La ville de Tchibanga, capitale de la province de la Nyanga, a vibré au rythme de la 2ᵉ édition de la Journée du 30 août, date symbolique consacrée à la Libération nationale du Gabon. Après Libreville en 2023, c’est cette terre de fidélité républicaine qui a accueilli l’événement, marquant la volonté des autorités d’ancrer la commémoration dans toutes les régions du pays. Aux côtés du Chef de l’État, Son Excellence Brice Clotaire Oligui Nguema, la Première Dame a salué la ferveur des populations venues de tout le pays pour rendre hommage à cette journée. Dans son adresse, elle a souligné l’importance d’une commémoration tournante, permettant à chaque région d’exprimer sa mémoire, sa dignité et sa part dans la construction du Gabon nouveau. La célébration a été marquée par un moment historique : pour la première fois, le commandement du défilé militaire a été confié à une femme, le Général de Brigade Angèle Andeme. Une première qui a été perçue comme un message fort d’ouverture et d’égalité, et qui restera gravée dans les mémoires. La société civile a également été mise à l’honneur, notamment l’Association des épouses des agents des forces de défense, présidée par la Première Dame, symbole de l’implication des familles dans la cohésion nationale.

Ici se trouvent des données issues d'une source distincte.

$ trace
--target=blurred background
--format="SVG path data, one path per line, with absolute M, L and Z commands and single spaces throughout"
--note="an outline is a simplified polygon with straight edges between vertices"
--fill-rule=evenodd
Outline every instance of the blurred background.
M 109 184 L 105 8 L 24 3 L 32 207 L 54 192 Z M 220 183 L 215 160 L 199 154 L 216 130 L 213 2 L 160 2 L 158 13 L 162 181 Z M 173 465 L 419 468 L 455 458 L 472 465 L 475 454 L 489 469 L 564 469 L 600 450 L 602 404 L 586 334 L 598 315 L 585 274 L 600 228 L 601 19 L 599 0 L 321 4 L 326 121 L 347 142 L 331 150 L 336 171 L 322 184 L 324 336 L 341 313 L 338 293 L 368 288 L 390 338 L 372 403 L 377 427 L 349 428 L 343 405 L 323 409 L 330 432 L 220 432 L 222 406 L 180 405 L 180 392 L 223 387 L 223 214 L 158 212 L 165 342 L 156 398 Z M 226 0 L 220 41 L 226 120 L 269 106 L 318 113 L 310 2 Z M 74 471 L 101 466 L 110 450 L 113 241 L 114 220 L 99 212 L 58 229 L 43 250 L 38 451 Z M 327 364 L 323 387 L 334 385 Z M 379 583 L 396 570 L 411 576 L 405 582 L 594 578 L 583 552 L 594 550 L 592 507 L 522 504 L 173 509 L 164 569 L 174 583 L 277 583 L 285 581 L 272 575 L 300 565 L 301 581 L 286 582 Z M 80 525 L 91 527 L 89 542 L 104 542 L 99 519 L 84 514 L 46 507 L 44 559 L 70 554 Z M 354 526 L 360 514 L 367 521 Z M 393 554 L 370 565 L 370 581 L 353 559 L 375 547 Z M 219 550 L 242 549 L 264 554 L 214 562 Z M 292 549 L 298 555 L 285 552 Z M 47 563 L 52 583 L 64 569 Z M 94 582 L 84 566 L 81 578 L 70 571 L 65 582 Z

Le symbole d’un Gabon uni, entre espoir et critiques 
Au-delà des festivités, la 2ᵉ édition du 30 août a illustré une volonté claire : bâtir un Gabon où chaque citoyen, chaque femme et chaque homme, chaque région, occupe pleinement sa place. « Nous ne suivons pas notre Histoire. Nous la portons. Nous la façonnons. Nous la défendons », a déclaré la Première Dame, invitant chacun à poursuivre cet élan d’unité et de construction. Si l’événement a suscité enthousiasme et ferveur, certaines voix critiques n’ont pas manqué de se faire entendre. Des citoyens ont exprimé leur désarroi face à des démolitions de maisons ayant touché des familles qui affirment avoir soutenu le régime lors des élections. Sur les réseaux sociaux, l’image d’une vieille dame en larmes a ému et suscité des appels au dédommagement équitable. « Une ville bien arrangée sans la paix à l’intérieur n’est pas bonne à vivre », a résumé un observateur, rappelant que l’unité nationale ne peut être solide que si elle s’accompagne de justice sociale et de dialogue constant avec les populations. Cette édition de Tchibanga restera marquée par la force des symboles : unité retrouvée, reconnaissance des régions, promotion de la femme dans les rangs militaires. Mais elle rappelle aussi que le Gabon nouveau, voulu par ses dirigeants, devra s’appuyer autant sur les grandes célébrations nationales que sur des réponses concrètes aux préoccupations du quotidien.